Early in the morning on the 24th of February – a month that means “cruel” in Ukrainian – Artem wakes to thunder. Then the chirps of car alarms in the distance. “The teakettle shrieks again, closer this time,” Artem says. “There are two more explosions. The first one shakes the floor. When the second comes, our bedroom window shatters. Glass sprays across our bedroom. Yuri screams.”

Just as quickly as Chernihiv changed in 2022, so “The Sunflower Boys” breaks from domestic life to violent terror. “There was no time to get dressed,” Artem says, “but I’m too frightened to be embarrassed about our neighbors seeing me in my underwear.” During an unspeakable scene of atrocity repeated far too many times in Ukraine, Artem and his little brother are suddenly separated from their family. Home is no longer an option – no longer a home. “We would stay there and starve,” Artem concludes, “trapped in our grief, stranded in the past like whales beaching themselves to feel the warmth of the sun.” With no one to guide them, these two young brothers must try to make their way to safety across a deadly hellscape.
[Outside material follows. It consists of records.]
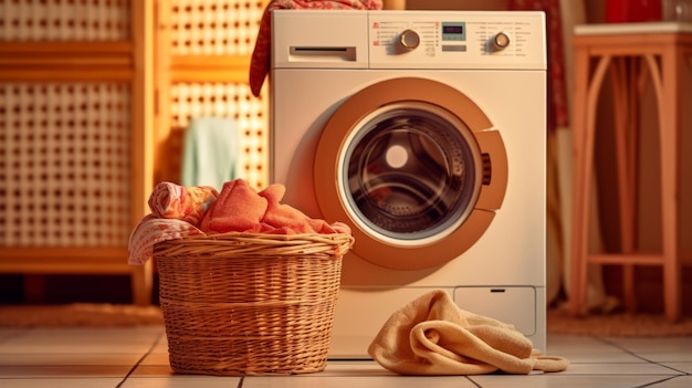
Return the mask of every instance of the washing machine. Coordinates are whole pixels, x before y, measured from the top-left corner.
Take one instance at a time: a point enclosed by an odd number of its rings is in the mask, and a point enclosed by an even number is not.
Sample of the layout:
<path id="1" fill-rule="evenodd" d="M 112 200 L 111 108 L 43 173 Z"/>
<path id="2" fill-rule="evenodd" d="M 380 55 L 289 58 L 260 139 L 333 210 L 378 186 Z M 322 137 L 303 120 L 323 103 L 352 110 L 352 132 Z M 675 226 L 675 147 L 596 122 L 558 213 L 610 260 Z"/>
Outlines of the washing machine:
<path id="1" fill-rule="evenodd" d="M 545 350 L 542 12 L 276 10 L 270 179 L 350 226 L 329 357 L 444 290 Z"/>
From February to April of that year, Putin destroyed about 70% of Chernihiv. This is Cormac McCarthy’s “The Road” not as apocalyptic dystopia but as historical realism. Artem struggles to protect his little brother from bullets, missiles and sights he can never unsee. When Yuri is too weak, Artem carries him. “Everything around us is a potential bomb,” he says. “How little I know about this new world.” Haunted by the prospect of letting his absent father down, he strains to find food and shelter – strains even to find the words for what they’re enduring. “The wail presses in on us from all sides,” he says about the constant sirens. “It sucks the air out of the air” – a perfect note of repetition that only unconscious artfulness could strike.

Suspense is threaded with dread in these chapters. The possibility of happiness, even survival, is heavily taxed by irrecoverable losses.

Hearing about “The Sunflower Boys,” a friend asked me, “Why would anyone want to read that?”

As Artem freely admits – with weary wisdom no child should possess – this is “just another shattered family.” But that’s the function of a fine novel: to dissolve a dismissive phrase like “just another” in the milk of human empathy.

“I don’t want to start crying,” Artem says. “I’m afraid that, once the tears start, they won’t stop.”

I know the feeling. I read much of “The Sunflower Boys” aloud to my wife, but there were moments, honestly, when either I couldn’t go on or she couldn’t bear to hear more, and I would just read in silence.